For First Time, Academy Honors A Native American Actor With Oscar

For the first time in its history, the Academy of Motion Picture Arts and Sciences has honored a Native American actor with the Oscar award.

In what is seen as the Academy’s attempt to embrace diversity, it announced that Cherokee-American actor Wes Studi has been selected for the honorary award for career achievement.

He is one of three veteran film personalities to receive honorary prizes at the annual Governors Awards ceremony on October 27, along with filmmakers David Lynch and Lina Wertmuller.

The Jean Hersholt Humanitarian Award will be presented to actress Geena Davis.

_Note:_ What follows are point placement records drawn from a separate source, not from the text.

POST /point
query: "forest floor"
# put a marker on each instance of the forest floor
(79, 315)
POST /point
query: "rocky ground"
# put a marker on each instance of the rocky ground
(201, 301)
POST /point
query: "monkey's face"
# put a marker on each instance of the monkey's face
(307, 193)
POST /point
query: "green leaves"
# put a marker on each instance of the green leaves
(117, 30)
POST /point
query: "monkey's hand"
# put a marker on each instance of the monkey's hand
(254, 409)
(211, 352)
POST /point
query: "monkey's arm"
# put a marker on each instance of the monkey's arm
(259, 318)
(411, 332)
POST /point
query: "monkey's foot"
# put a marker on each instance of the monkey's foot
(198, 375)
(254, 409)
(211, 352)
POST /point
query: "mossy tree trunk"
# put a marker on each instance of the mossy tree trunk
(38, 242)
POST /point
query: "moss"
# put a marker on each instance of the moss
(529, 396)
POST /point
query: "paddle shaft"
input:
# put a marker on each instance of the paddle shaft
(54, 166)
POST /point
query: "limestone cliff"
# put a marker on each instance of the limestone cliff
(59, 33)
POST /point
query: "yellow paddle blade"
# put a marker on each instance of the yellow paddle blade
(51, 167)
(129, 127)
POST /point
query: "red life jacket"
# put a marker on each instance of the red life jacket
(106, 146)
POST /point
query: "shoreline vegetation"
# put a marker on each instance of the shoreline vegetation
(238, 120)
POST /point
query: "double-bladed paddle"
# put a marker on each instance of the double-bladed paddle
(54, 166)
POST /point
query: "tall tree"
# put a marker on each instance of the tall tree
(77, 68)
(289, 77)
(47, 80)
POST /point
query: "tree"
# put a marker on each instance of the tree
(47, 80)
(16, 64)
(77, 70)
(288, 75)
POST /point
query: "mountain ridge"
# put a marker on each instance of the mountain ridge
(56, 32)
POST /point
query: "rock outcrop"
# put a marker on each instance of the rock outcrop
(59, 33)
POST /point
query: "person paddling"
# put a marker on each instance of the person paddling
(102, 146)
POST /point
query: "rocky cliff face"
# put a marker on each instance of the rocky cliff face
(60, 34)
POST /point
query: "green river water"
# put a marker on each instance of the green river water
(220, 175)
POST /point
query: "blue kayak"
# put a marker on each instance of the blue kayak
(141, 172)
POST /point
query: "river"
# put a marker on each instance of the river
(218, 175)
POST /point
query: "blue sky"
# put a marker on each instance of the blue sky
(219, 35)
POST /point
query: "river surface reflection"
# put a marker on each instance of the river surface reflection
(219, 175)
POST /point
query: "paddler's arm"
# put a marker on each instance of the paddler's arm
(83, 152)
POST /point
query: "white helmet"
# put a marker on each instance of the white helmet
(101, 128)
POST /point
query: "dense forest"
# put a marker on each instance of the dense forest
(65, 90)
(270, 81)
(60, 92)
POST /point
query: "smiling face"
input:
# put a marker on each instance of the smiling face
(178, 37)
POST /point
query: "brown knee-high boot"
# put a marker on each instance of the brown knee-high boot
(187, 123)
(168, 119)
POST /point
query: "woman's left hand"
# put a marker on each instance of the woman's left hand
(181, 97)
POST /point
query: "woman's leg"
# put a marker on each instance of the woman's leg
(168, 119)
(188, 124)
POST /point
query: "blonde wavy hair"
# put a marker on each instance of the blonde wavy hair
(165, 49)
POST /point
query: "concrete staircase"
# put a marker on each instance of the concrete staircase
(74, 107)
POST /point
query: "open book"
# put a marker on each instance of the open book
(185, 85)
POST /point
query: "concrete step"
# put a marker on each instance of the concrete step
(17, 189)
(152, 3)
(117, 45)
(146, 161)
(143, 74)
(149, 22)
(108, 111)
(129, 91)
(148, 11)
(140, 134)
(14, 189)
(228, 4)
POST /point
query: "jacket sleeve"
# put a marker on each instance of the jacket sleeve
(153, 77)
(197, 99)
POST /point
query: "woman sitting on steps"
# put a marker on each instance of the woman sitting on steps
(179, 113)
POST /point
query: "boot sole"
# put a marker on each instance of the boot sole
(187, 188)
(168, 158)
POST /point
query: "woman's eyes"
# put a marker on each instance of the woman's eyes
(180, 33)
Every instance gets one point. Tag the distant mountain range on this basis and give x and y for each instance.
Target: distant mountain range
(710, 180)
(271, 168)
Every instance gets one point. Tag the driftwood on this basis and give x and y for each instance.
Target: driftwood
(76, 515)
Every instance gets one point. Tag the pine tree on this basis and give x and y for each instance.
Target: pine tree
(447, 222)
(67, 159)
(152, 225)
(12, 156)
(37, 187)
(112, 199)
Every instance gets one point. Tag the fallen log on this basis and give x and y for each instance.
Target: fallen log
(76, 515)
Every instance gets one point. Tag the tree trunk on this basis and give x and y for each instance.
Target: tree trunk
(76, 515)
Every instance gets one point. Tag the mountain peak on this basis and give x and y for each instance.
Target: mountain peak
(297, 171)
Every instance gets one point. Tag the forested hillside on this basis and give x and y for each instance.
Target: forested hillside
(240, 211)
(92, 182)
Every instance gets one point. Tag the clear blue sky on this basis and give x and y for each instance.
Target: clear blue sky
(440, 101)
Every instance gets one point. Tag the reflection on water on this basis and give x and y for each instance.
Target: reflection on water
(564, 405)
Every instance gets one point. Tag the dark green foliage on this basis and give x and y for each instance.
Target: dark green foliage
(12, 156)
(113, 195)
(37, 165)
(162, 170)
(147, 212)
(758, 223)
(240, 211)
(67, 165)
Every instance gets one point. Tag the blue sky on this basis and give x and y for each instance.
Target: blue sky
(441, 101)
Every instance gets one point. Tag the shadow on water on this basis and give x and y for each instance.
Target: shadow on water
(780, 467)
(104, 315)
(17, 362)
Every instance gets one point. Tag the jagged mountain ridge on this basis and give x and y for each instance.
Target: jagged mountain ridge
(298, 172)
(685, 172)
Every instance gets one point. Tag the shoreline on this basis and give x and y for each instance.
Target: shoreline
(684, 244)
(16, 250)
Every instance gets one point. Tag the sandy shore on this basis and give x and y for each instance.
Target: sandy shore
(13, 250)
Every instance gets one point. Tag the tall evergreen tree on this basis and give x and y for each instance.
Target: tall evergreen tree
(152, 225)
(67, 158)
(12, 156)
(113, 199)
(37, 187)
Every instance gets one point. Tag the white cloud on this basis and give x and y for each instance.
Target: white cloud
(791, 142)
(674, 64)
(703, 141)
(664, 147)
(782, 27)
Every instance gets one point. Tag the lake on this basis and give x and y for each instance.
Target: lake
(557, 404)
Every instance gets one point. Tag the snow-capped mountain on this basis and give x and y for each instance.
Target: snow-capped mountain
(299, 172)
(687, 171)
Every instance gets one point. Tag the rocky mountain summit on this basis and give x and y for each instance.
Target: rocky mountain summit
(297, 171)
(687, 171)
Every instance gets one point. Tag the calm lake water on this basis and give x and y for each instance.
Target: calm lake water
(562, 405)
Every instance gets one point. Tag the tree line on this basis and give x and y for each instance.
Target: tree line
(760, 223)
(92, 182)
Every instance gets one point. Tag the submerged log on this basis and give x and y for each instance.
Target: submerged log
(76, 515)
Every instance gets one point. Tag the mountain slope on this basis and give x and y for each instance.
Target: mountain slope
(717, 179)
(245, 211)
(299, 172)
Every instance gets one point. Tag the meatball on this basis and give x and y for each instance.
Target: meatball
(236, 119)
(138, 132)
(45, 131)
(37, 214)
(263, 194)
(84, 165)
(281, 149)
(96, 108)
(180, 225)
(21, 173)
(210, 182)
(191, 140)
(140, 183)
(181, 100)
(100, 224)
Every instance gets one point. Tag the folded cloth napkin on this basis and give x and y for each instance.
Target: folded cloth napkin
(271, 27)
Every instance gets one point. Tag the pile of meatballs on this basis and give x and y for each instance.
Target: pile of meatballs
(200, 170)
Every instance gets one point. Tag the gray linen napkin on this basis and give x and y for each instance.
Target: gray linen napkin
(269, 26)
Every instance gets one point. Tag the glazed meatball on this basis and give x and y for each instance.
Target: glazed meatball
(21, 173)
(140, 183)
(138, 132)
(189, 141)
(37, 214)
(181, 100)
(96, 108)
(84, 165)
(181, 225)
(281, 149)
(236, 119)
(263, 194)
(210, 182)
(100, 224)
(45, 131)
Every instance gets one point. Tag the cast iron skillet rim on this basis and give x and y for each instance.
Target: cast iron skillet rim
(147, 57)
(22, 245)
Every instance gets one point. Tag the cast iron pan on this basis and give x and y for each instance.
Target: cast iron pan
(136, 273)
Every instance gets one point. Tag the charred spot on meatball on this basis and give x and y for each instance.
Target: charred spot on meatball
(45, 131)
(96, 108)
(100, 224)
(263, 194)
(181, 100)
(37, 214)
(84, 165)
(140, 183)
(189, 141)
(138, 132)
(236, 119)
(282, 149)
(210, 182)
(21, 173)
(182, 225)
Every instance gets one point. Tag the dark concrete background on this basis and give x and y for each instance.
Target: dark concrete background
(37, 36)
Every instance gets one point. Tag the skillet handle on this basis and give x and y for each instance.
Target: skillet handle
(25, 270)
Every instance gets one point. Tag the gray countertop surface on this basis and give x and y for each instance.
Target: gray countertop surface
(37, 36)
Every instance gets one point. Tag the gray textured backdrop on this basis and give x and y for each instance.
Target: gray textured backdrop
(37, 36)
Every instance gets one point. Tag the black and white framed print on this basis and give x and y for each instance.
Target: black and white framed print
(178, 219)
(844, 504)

The Governors Awards recognizes individuals who have devoted themselves to a lifetime of artistic accomplishment and brought outstanding contributions to our industry, and beyond, said Academy President John Bailey.

Studi, 71, has been recognized nearly half a century after Marlon Brando declined his Oscar for The Godfather in protest against Hollywood’s treatment of Native Americans.

“I am deeply honored and humbled. I finally get to say “I’d like to thank the Academy,” an elated Studi responded to the news on Twitter.

Wes Studi, who has appeared in more than 30 films portraying strong Native American characters with poignancy and authenticity, is best known for his roles in “Dances with Wolves” and “The Last of the Mohicans”.

Born and raised in Nofire Hollow, Oklahoma, Studi became deeply involved with Native American politics and activism after a tour of military service in Vietnam.

Lynch, 73, is a filmmaker, musician and artist. “The Elephant Man”, directed by him, received eight Oscar® nominations.

A director known for focusing on political social issues, Wertmüller became the first woman to receive an Academy Award nomination for Directing for her film, “Seven Beauties.”

Davis, who won an Oscar for her supporting performance in “The Accidental Tourist” (1988), has been a passionate advocate for gender equality in media.